Sportsman Gun Centre, sportsmanguncentre.co.uk
The only sub-£2,000 Miroku now is the MK60 Universal Grade I at £1,799. Sadly, this is only available as a 12-bore; you have to go to a Grade V – around the £3,500 mark – to get a 20-bore (it is an excellent and pretty gun, though). At £2,090, however, there is the MK38 Sporter Grade I – an outstanding ‘no bells and whistles’ gun for clays or game (and well suited to high birds in 30in or 32in form). Some fabulous bargains exist on the second-hand market with late-model Mirokus. Check the barrels inside for rust and make sure they are still tight on the action face with the fore-end removed if you are tempted.
BWM Arms, miroku.eu
Rizzini’s budget model is notable for its (smart) plain black action. At £1,800, it is offered in .410, 12-,16-, 20- and 28-bore, all with five chokes and the fleur-de-lys proof mark. The stock is made of Grade 2 walnut and has a fairly open pistol grip. The single trigger is selective, and barrels are 28in or 30in. I would go for a 30in 20-bore, but the 16-bore might also be tempting.

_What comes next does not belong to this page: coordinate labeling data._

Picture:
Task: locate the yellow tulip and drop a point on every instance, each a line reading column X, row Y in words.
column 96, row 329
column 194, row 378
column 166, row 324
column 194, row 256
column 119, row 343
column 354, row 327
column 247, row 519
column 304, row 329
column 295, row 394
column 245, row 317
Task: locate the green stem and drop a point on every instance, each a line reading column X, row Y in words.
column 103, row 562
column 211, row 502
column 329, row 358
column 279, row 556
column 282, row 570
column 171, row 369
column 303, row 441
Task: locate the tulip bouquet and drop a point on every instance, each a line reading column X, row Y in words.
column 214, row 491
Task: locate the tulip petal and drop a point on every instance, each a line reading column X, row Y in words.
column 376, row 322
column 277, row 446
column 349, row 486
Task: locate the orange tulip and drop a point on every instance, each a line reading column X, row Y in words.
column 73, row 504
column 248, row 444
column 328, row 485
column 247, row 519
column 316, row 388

The Rizzini action, which combines Beretta-style hinging with Browning-style bolting, is ideally scaled as a 20-bore, the profile allowing for almost perfect grip proportions.
These .410s are ideal for instructional or general use. They are lightweight but strong and durable. There is a youth model with a 13½in stock, an intermediate 14in stock and an adjustable-comb version for £150 extra. The base model non-ejector starts at £525, with the ejector £100 more. Barrel options are 26in, 28in and 30in – I would opt for 28in or 30in. All guns are fleur-de-lys proofed. There are 12- and 20-bores too but my favourite is the .410. The Perazzi-inspired Yildiz Pro 12- and 20-bore impressed in both bore sizes and offer remarkable value for money – perhaps the best buy on the UK market in the case of the 20-bore. In essence, the Pro is a clone of a Perazzi, with trunnion hinging and Boss-style bolting supplemented by draws and wedges amidships as on the MX8 and MX12. They are well made from good materials and finely finished with well-figured stocks. The 32in 20-bore is particularly good, as noted, and handles exceptionally well. Prices start at £1,502 for the Grade 3 Pro Black 12-bore. The Grade 4 20-bore (the entry point in 20-bore) begins at £1,945. There is a newly offered colour case hardened CCH model, too, and an adjustable-comb gun. Anyone who buys the 32in 20-bore won’t be disappointed.
Winchester over-and-unders are no longer offered in the UK, but its excellent semi-autos are. The fast-cycling SX3 has always been a favourite and this is now superseded by the similar SX4 (starting at £843), offered with 26in, 28in and 30in barrels in three-shot or five-shot (FAC) form. The new model, still made in Portugal, has lost the useful shims previously provided for gunfit adjustment but gains a bigger trigger-guard for use with gloves, a larger bolt release and a bigger cocking handle as well as a new recoil pad. Wood and plastic stock versions are available. From the neighbouring stable (but also made in Portugal) is the Browning Maxus II, starting at £1,435 for a composite-stocked gun. A new fore-end allows for a magazine extension if required on an FAC gun, and there are rubberised surfaces on grip and fore-end. The Maxus is an excellent gun and does offer a shim kit for height and cast as well as length spacers.